This week has been a productive one. I’ve made a lot of small GUI enhancements and did some work on PDF input as well. All of these changes have not made it into trunk yet. This is mainly because Kovid has been away this week.
I’ve added auto complete to a number of the input control on the GUI. Authors, Publisher, and Tags all auto complete pretty much everywhere now. The Tags will even auto complete in the table view in the main window. However, Authors, Series and Publisher do not auto complete in the main windows as of yet.

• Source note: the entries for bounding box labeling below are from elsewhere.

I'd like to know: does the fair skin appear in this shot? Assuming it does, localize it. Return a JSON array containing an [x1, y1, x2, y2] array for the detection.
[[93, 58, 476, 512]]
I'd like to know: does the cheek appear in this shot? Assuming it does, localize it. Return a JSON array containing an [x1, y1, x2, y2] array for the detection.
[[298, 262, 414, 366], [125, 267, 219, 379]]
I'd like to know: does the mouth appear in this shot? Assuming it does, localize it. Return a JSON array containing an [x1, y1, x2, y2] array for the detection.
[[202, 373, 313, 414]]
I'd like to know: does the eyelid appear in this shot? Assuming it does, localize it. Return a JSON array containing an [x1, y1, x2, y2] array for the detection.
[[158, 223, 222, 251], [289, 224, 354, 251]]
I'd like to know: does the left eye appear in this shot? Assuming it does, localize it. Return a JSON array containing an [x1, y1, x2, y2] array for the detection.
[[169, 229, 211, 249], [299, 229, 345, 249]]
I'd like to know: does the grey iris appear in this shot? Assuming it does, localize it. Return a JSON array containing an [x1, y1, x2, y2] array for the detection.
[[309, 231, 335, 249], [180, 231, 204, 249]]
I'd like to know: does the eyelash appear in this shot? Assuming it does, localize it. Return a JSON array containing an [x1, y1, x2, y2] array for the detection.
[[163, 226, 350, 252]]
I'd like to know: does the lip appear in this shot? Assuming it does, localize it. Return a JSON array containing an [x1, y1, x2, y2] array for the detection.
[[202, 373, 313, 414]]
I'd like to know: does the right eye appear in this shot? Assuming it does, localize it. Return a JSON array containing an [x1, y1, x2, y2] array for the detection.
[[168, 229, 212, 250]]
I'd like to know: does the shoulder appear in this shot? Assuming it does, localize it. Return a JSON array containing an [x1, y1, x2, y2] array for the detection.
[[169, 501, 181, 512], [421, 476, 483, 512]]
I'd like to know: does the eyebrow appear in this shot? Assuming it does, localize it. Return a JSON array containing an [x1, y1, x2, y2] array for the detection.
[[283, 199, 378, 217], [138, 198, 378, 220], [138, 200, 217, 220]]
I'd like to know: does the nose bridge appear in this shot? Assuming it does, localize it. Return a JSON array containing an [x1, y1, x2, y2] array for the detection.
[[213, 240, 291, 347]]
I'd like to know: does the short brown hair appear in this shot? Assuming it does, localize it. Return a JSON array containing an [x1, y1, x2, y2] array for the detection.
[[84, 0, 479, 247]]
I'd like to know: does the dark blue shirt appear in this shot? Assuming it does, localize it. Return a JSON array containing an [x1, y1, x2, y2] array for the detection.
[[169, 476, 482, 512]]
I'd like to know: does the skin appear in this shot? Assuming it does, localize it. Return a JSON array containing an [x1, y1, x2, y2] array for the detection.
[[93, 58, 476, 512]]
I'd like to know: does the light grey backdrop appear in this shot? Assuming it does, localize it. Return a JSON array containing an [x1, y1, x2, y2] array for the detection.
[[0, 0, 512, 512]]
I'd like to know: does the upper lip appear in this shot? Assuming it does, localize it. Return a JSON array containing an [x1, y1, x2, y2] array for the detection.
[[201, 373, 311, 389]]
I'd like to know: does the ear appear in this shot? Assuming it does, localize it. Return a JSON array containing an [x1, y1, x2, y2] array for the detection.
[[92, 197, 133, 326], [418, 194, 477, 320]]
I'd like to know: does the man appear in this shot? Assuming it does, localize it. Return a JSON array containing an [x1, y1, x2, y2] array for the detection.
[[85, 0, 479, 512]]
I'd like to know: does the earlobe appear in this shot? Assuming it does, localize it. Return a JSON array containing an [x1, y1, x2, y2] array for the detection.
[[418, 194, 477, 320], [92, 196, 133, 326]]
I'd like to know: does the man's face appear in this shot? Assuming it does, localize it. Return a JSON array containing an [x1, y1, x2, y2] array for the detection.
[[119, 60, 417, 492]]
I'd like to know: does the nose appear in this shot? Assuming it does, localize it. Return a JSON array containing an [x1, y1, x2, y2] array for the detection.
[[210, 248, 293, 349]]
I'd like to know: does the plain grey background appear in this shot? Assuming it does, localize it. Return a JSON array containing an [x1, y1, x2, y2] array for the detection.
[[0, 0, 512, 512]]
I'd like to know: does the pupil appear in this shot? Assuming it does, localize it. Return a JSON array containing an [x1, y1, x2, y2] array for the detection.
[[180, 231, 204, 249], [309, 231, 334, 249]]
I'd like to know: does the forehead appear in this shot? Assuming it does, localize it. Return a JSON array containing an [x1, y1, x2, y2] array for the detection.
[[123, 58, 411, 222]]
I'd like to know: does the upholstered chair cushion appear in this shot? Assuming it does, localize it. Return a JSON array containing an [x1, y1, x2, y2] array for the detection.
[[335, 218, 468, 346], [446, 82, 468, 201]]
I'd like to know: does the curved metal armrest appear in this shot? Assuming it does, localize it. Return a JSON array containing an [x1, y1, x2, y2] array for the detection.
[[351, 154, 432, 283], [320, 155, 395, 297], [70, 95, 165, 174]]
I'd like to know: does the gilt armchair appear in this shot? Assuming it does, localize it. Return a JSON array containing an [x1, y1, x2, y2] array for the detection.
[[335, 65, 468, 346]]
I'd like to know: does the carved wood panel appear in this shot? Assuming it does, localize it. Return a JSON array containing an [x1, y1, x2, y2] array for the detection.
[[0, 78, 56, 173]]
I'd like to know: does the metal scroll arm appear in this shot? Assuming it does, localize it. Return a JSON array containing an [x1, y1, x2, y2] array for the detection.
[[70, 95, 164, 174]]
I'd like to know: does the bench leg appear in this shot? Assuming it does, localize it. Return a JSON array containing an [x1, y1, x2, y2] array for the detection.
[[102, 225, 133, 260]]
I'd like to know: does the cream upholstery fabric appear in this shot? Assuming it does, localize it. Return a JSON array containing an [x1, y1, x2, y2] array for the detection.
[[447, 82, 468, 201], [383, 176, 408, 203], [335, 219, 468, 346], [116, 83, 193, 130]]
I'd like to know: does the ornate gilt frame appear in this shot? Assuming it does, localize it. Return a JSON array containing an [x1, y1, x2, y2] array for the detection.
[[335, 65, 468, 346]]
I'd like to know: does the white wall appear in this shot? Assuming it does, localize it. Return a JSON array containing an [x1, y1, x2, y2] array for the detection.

I’ve also been working with the GUI’s search. ISBN, Rating, Cover fields are all included in the default search. They are also search field identifiers. Meaning you can do isbn:123 to search just isbn numbers. Searching for empty and filled fields has been implemented as well. Use field:false and field:true respectively.
PDF input, either is or last week, got the ability to specify an unwrap factor for unwrapping lines. Previously this was a fixed value. Now it can be changed by the user. I have some ideas to enhance this further but I’m not going to to into detail because they may not materialize. Use the option –unwrap-factor with a decimal value 0 - 1. It is used by the regular expression that determines the minimum line length required for unwrapping.
PDF input had another highly requested change. The ability to remove headers and footers. However, it’s not as user friendly as I would like. There are four new options in total. –remove-header, –remove-footer, –header-regex, and –footer-regex. If the –remove-* options are used then a regular expression that can be customized by using –*-regex is used to match headers and footers. The header and footer matching happens before all other processing rules. Use the ebook-convert’s –debug-input option to see the HTML that the regex will be matched against.
$ ebook-convert input.pdf .epub --debug-input output_dir/